John Campbell stated, after his own field work among the Sarakatsani in the 1950s, that the Sarakatsani were in a different position from the Aromanians. The Aromanians are usually bilingual in Greek and Aromanian, while the Sarakatsani communities have always spoken only Greek and have known no other language. He also asserts that the increasing pressure on the limited areas available for winter grazing in the coastal plains has resulted in disputes between the two groups on the use of the pastures. In addition, during the time of his research, many Aromanians often lived in substantial villages where shepherding was not among their occupations, and demonstrated different art forms, values and institutions, from those of the Sarakatsani. The Sarakatsani also differ from the Aromanians in that they dower their daughters, assign a lower position to women and adhere to an even stricter patriarchal structure.

==Culture==

Today, almost all Sarakatsani have abandoned their nomadic way of life and assimilated to mainstream modern Greek life, but there have been efforts to preserve their cultural heritage.
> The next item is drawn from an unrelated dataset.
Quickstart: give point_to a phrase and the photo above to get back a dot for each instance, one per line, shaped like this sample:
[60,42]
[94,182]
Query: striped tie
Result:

The traditional Sarakatsani settlements, dress and costumes make them a distinct social and cultural group within the collective Greek heritage, and they are not considered among the Greeks to constitute an ethnic minority. Their distinctive folk arts consist of song, dance, and poetry, as well as decorative sculptures in wood and embroidery on their traditional costumes, which resemble the geometric art of pre-classical Greece. In medicine, they use a number of folk remedies including herbs, honey and lamb's blood.

===Language===
The Sarakatsani speak a northern Greek dialect, Sarakatsanika (Σαρακατσάνικα), which contains many archaic Greek elements that have not survived in other variants of modern Greek. Carsten Høeg states that there are no significant traces of foreign loan words in the Sarakatsani dialect and that foreign elements are not found in the phonological or the grammatical structures. Sarakatsanika has a few words related to pastoralism of Aromanian origin, but the Aromanian influences on the Sarakatsani dialect are the result of recent contacts and economical dependencies between the two groups.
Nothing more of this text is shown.